For each element of the core set (e.g., tender joint count), data at baseline and at 6 months were provided and the percent change was noted. We asked survey respondents whether each paper patient had improved or not. Since the survey was also designed to evaluate patient worsening, only 43 of 69 patients in the survey provided useful information on improvement. The other 26 patients were substantially below expected thresholds for improvement. As a validation of our assumptions about which patients from the survey would provide useful data regarding improvement, none of these latter 26 patients were designated as improved by more than 14% of survey respondents.

Analysis of physician survey (Figure 1, step 2). In the survey results, we focused on patients characterized as improved by at least 80% of the surveyed rheumatologists. We chose the cutoff of 80% because we were interested in patients whom almost all rheumatologists would characterize as improved. We then examined the extent to which these same patients were characterized as improved according to various possible definitions of improvement, as shown below. We also looked at the percent of false-positives, i.e., patients not identified as improved by ³80% of rheumatologists but classified as improved by the improvement definition. We decided that all candidate definitions of improvement with chi-square values <6 (which corresponds to P = 0.01) or false-positive rates >25% would be excluded from further consideration. Changing these thresholds did not change the relative performance of improvement definitions in the survey.
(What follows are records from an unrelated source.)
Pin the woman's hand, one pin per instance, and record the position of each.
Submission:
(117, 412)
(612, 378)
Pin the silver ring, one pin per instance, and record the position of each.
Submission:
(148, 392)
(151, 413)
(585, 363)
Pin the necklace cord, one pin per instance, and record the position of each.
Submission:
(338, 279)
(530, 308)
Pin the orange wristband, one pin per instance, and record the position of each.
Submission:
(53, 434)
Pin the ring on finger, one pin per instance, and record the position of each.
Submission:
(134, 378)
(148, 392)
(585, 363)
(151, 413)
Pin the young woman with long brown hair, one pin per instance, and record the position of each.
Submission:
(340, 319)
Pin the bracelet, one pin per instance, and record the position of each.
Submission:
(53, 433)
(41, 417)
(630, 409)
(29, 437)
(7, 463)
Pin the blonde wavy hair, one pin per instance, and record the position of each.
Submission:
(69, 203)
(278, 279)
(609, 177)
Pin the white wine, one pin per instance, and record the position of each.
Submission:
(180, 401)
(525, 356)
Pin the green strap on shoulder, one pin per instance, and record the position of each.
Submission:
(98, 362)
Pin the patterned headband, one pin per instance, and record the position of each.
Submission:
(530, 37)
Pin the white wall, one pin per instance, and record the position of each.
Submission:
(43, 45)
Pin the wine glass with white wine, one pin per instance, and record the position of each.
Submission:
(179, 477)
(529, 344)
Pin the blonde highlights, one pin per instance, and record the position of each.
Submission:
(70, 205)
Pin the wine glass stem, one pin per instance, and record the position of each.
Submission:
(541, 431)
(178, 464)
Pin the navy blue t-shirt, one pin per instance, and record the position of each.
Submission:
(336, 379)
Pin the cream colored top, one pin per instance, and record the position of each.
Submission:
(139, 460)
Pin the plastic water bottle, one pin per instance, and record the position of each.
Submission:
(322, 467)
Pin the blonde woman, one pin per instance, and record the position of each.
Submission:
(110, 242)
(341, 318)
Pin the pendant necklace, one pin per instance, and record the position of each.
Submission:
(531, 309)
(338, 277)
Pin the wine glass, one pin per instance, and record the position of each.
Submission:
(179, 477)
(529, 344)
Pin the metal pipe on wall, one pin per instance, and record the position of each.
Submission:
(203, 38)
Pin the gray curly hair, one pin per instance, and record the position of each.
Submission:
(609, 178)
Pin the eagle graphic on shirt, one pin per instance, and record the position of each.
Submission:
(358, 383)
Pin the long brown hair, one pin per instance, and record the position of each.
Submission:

Analysis of trial data (Figure 1, steps 3 and 4). Once the survey results had eliminated some of the possible definitions of improvement, we turned to statistical analysis of trial data. The goal was to select the improvement definition(s) that best discriminated active second-line drugs from placebo. We assembled a data set of 5 placebo-controlled trials of second-line drugs, including 1 trial of gold (7) and 4 of methotrexate (refs. 8-10 and Schmid FR et al: unpublished observations). One of these (Schmid FR et al: unpublished observations) was a small unpublished trial, and its exclusion does not affect analytic results. Since we wished to choose regimens that offered as large as possible an efficacy difference between drug and placebo, we excluded 1 auranofin arm in 1 trial, since evidence (11,12) suggests it is relatively weak. Six of the 7 ACR core set measures were included in these trials, but like many completed RA trials, 4 of the 5 trials did not include an assessment of functional status. We substituted grip strength, a measure whose change correlated moderately (r = 0.45 with change in Arthritis Impact Measurement Scales physical function in 1 trial [7] and r = 0.64 in another study [13]) and which loads with functional status in factor analyses of trial data, suggesting that it measures a similar construct (4).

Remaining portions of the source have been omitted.